The Poetry Section: Richard Lawson, "Wiki"

by Mark Bibbins, Editor

The Poetry Section

Today in the poetry section, a new poem by Richard Lawson.

Wiki

Too late at night, when I should have been sleeping,
I stumbled upon the suicide woods of Mt. Fuji,
the dark and quiet Aokigahara,
a place they once thought goblins lived.
Where they find dozens of lonely bodies
every year,
crumpled under signs reading
“Please call the police before you decide to end your life!”
“Please reconsider.”
Please don’t do this, unknown people yell,
trying to fight the hush of the woods,
the watchful white cone of the mountain
pointing a cold path to the sky.

There are other places like this,
chalk cliffs in England,
a twined metal bridge hanging over the Bosphorus,
the Golden Gate and Niagara Falls.
But those are places where we can disappear
into gravity,
throw ourselves out without implement,
without pill or sharp edge or loud booming fire.
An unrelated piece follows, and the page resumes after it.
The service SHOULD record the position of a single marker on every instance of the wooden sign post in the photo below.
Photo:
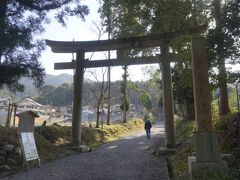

In those woods, though, you are rooted and heavy.
I could not find any mention of how they actually do it,
as if they all just stood motionless for a moment
and let the trees and brown forest mat
slowly empty them out.
Maybe the stillness eventually stops their hearts,
a rare wind steals their breath,
and they simply fade and collapse,
the black bead of their pain
dislodging, rolling free.
They do not wash away,
they do not sink into nothing.
They stay.

That there is a forest like this,
a suicide woods,
is that strange kind of sadness
that tires your insides,
puts you to bed glad that
despite the rigor and boredom,
confusion and ache,
there are still faraway places
to which you would never travel.
Because they are cursed,
because they have been given too much
already.

They say that under the dirt
there are deposits of iron
that make compasses twirl.
They think that some people who die there
simply get lost.
They intended to walk back out,
to get in their cars,
to feel once again the tin hum in their bones
of Tokyo breathing.
But the woods held them back,
sent them in circles.

As I went to sleep, I imagined a few rueful ghosts
watching these turned-around people,
trying to guide them out with feathery hands.
Please, reconsider. Don’t go that way.
That is where they found me months later,
curled up and silent,
buried in snow.

Richard Lawson is a staff writer for Gawker.com and has had work appear in Out magazine and on The Awl. His poetry has previously been published in various Boston-based student literary magazines of record.